Having a case-study story that you like to share is a great method of connecting with people. Coming up with your “story” can be difficult, especially for new people, but career changers have lots to pull from, even if their experiences aren’t in financial planning.

If you’re more analytical and math-oriented, you could focus on a time when you did X plan and saved Y dollars for a client. If you’re more of a people person, you can talk about the emotional relief you gave by helping a client who was having a child or moving and buying a home, and how excited it made you to help them.

Come up with a story that speaks true of who you are and what you value.

Consistency. Consistently network. It has to be a regular activity. Networking isn’t something you just do once in your life at the beginning of your career. Make time to network weekly or monthly. It needs to be part of your schedule.

Character. How you communicate with people will dictate your success. It’s important to understand yourself first. Then you can see how people are different and how you have to change your strategy.   

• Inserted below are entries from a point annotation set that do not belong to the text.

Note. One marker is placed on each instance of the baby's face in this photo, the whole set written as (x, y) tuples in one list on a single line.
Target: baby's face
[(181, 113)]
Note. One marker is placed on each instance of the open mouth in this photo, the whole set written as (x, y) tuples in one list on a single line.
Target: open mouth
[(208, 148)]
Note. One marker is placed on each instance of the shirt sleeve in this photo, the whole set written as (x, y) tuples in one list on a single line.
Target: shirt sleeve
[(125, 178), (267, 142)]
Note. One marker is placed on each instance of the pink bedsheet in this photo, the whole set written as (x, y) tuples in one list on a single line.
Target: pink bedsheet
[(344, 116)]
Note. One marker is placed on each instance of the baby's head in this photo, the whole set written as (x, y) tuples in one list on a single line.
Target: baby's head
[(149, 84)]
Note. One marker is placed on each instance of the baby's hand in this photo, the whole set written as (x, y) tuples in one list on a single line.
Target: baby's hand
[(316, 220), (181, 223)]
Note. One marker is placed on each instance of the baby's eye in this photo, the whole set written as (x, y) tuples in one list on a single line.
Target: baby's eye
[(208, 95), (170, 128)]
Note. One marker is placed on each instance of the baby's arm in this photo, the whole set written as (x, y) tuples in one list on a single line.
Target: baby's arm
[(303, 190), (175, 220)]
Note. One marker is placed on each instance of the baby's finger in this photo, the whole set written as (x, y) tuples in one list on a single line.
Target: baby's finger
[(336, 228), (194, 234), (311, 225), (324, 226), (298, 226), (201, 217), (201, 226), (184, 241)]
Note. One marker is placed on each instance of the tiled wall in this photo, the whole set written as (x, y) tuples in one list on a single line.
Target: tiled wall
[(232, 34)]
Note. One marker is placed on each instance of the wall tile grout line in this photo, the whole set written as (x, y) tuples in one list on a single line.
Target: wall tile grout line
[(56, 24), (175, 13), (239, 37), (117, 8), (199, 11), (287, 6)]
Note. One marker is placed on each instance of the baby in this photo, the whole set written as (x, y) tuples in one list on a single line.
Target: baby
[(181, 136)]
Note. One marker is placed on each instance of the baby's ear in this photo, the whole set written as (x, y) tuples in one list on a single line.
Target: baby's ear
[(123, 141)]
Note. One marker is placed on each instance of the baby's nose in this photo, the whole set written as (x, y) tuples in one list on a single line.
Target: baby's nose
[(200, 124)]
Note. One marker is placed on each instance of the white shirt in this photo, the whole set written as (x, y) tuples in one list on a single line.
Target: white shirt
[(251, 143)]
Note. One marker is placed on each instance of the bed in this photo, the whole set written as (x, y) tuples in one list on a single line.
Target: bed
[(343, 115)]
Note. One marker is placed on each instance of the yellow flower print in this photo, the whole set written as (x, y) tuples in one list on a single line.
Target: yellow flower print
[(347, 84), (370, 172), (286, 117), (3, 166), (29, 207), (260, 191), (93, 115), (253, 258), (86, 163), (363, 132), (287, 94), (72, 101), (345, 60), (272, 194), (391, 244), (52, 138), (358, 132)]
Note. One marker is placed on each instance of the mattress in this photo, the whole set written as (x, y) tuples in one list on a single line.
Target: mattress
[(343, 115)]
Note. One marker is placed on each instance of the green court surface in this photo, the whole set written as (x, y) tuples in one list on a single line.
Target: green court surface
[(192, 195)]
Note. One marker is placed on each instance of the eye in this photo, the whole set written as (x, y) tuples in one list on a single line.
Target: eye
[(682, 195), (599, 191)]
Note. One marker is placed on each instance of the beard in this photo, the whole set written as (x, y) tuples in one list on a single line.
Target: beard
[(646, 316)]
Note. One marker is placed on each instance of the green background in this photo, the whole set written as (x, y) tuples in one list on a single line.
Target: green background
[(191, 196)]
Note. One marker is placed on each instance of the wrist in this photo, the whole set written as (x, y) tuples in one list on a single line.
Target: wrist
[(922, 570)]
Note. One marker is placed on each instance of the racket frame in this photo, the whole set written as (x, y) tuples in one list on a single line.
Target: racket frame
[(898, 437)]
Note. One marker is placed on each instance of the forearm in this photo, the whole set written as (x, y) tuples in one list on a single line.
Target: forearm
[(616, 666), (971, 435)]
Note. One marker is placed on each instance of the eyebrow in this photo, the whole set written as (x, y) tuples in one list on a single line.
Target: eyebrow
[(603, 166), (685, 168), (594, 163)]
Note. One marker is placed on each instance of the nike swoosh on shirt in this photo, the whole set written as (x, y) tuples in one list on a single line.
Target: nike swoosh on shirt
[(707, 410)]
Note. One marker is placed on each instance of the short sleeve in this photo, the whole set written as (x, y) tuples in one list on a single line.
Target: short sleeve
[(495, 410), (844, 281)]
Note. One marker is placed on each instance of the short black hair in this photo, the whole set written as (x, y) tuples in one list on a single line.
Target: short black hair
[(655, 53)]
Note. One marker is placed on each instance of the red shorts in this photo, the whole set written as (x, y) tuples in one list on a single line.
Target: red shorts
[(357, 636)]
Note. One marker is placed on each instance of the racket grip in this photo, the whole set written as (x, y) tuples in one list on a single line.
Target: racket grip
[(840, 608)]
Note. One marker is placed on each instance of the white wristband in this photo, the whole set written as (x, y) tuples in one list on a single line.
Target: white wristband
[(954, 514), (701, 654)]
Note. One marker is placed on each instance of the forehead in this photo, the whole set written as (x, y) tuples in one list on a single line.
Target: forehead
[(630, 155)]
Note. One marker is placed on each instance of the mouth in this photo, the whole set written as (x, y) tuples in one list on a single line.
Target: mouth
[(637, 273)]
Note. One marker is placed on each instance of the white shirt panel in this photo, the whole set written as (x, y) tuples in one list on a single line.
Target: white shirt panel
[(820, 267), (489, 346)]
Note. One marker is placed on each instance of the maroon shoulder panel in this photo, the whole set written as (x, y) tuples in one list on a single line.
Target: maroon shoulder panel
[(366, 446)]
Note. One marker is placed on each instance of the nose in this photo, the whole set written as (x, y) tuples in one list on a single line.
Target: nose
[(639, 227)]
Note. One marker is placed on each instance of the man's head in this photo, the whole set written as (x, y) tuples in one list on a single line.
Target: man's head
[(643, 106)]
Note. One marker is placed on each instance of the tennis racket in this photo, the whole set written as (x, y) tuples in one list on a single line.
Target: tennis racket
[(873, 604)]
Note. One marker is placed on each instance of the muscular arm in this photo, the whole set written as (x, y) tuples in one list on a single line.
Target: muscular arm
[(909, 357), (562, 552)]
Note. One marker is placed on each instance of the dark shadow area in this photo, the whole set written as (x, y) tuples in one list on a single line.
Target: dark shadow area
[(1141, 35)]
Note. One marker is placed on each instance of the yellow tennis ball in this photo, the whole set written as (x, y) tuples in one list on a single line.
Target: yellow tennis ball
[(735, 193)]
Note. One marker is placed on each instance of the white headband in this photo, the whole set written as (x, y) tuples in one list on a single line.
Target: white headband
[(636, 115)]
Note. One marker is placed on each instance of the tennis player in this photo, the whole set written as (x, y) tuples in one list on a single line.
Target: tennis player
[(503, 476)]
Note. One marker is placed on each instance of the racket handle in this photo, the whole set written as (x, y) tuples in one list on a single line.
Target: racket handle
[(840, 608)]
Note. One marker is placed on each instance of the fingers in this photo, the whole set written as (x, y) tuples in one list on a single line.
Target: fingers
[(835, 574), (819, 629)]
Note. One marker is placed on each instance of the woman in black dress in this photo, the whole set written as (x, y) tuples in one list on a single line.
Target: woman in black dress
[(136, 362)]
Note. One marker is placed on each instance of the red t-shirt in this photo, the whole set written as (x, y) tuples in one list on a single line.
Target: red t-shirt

This doesn’t mean you should be fake, but you do need to get on the same wavelength, lest you end up talking past each other.

If you like small talk, but they are more of a “get to brass tacks” sort of person, you might need to keep your fluffy conversations to a minimum. Conversely, if they do like small talk and you don’t, you might just need to get better about talking about the weather. But don’t change you.

Closing Thoughts

Trudy had two resources that she wished to share with up-and-coming financial planners.

The first one is the book So You Want to Be a Financial Planner by Nancy Landon Jones, which is packed full of questions you may have and helpful answers. It’s basically an FAQ for people new to the profession.

The other resource is the You’re a Financial Planner…Now What? podcast, which discusses common challenges for new financial planners. Now you are a CFP® professional, but where do you go from here? Read the stories and listen to the podcast on your daily commute or walks for tips on where to take yourself next.

Lastly, it’s important that you network with clients. You won’t have a business without them! That’s another entire discussion, but Trudy said she has great success asking for client referrals from existing clients right after helping them save a bunch of money.